Institute for Clinical and Translational Research, Biomedical Research Center, Slovak Academy of Sciences, Bratislava, Slovakia; Department of Molecular Biology, Faculty of Natural Sciences, Comenius University, Bratislava, Slovakia.
Department of Molecular Biology, Faculty of Natural Sciences, Comenius University, Bratislava, Slovakia; Institute of Molecular Biomedicine, Faculty of Medicine, Comenius University, Bratislava, Slovakia.
J Biotechnol. 2019 Jun 10;298:64-75. doi: 10.1016/j.jbiotec.2019.04.013. Epub 2019 Apr 15.

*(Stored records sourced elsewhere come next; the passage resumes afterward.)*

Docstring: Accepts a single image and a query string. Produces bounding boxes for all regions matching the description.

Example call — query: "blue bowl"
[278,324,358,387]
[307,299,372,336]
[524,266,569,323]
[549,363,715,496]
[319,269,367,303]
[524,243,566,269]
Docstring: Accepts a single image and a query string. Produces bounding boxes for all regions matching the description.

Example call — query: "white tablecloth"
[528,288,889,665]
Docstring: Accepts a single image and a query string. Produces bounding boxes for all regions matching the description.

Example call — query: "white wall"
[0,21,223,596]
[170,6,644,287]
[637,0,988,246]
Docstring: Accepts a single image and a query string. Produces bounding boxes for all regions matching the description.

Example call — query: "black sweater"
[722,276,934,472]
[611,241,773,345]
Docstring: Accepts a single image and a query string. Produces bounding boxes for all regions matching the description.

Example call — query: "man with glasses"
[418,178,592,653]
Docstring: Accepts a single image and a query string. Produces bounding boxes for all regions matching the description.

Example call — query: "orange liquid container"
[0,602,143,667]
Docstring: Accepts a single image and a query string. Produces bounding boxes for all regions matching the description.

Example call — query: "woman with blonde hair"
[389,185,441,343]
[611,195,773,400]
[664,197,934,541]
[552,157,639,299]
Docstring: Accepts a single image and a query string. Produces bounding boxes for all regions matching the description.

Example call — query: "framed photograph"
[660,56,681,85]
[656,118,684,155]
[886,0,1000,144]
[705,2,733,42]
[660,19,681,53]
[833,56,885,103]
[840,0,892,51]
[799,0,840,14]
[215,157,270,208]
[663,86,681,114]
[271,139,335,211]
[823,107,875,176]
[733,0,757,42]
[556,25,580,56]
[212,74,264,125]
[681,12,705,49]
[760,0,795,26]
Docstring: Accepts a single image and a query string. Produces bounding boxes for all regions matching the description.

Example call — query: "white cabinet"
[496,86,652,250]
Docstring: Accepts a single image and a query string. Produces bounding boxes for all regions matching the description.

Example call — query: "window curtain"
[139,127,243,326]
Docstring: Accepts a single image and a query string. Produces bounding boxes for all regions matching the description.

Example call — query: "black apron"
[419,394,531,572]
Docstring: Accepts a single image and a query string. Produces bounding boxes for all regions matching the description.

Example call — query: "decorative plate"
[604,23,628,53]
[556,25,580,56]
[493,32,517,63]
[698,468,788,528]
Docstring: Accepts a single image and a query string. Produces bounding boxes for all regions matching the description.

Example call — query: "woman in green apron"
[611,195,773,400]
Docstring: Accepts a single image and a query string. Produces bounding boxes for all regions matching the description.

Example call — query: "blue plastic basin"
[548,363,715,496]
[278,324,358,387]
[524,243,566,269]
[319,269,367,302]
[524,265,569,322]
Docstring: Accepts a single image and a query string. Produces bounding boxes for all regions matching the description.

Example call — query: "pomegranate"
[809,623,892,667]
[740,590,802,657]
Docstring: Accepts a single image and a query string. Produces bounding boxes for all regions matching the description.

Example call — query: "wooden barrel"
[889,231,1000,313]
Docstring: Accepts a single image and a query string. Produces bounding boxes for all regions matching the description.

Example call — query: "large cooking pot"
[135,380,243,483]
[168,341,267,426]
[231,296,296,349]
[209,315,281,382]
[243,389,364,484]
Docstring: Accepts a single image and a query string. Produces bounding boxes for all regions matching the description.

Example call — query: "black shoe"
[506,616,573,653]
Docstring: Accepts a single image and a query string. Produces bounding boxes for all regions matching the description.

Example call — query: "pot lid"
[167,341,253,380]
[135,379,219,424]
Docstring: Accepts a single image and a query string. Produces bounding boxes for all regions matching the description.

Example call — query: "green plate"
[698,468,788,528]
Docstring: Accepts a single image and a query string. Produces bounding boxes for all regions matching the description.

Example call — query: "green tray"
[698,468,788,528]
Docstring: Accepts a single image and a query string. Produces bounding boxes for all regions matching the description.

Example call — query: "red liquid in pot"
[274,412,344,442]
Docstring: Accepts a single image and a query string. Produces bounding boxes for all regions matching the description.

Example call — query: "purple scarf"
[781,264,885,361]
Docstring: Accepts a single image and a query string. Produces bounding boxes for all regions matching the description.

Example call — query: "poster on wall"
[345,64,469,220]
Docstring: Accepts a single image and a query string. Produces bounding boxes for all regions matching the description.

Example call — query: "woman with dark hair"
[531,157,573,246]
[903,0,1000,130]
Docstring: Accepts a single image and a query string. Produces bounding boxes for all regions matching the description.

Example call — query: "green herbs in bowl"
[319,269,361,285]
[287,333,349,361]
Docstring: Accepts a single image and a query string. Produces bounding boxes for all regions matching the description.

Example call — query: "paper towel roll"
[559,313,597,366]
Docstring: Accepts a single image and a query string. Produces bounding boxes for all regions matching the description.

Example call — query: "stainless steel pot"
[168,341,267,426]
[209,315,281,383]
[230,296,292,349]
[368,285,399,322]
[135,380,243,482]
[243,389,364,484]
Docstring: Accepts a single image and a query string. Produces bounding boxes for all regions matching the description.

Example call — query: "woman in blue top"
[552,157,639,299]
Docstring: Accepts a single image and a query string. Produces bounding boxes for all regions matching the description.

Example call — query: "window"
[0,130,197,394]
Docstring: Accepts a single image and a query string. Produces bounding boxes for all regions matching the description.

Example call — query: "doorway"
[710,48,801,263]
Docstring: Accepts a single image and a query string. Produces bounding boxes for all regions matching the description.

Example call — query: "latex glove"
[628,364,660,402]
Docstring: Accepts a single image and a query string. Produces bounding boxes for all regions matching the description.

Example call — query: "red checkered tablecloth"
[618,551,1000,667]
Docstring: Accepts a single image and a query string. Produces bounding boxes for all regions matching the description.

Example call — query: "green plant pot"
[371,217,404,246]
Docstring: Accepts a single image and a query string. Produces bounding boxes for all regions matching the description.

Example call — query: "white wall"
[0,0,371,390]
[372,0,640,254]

Although massively parallel sequencing (MPS) is becoming common practice in both research and routine clinical care, confirmation requirements of identified DNA variants using alternative methods are still topics of debate. When evaluating variants directly from MPS data, different read depth statistics, together with specialized genotype quality scores are, therefore, of high relevance. Here we report results of our validation study performed in two different ways: 1) confirmation of MPS identified variants using Sanger sequencing; and 2) simultaneous Sanger and MPS analysis of exons of selected genes. Detailed examination of false-positive and false-negative findings revealed typical error sources connected to low read depth/coverage, incomplete reference genome, indel realignment problems, as well as microsatellite associated amplification errors leading to base miss-calling. However, all these error types were identifiable with thorough manual revision of aligned reads according to specific patterns of distributions of variants and their corresponding reads. Moreover, our results point to dependence of both basic quantitative metrics (such as total read counts, alternative allele read counts and allelic balance) together with specific genotype quality scores on the used bioinformatics pipeline, stressing thus the need for establishing of specific thresholds for these metrics in each laboratory and for each involved pipeline independently.
虽然大规模平行测序(MPS)在研究和常规临床护理中已变得普遍,但使用替代方法确认鉴定出的 DNA 变体的确认要求仍然是争论的话题。在直接从 MPS 数据评估变体时,不同的读取深度统计信息以及专门的基因型质量评分具有重要意义。在这里,我们报告了以两种不同方式进行的验证研究的结果:1)使用 Sanger 测序确认 MPS 鉴定出的变体;2)同时对选定基因的外显子进行 Sanger 和 MPS 分析。对假阳性和假阴性发现的详细检查揭示了与低读取深度/覆盖度、不完整的参考基因组、插入缺失重对齐问题以及导致碱基误报的微卫星相关扩增错误相关的典型错误源。然而,所有这些错误类型都可以通过根据变体及其相应读取的分布的特定模式来彻底手动修订对齐的读取来识别。此外,我们的结果表明,基本定量指标(例如总读取计数、替代等位基因读取计数和等位基因平衡)以及特定基因型质量评分都取决于所使用的生物信息学管道,因此需要为每个实验室和每个独立的参与管道建立这些指标的特定阈值。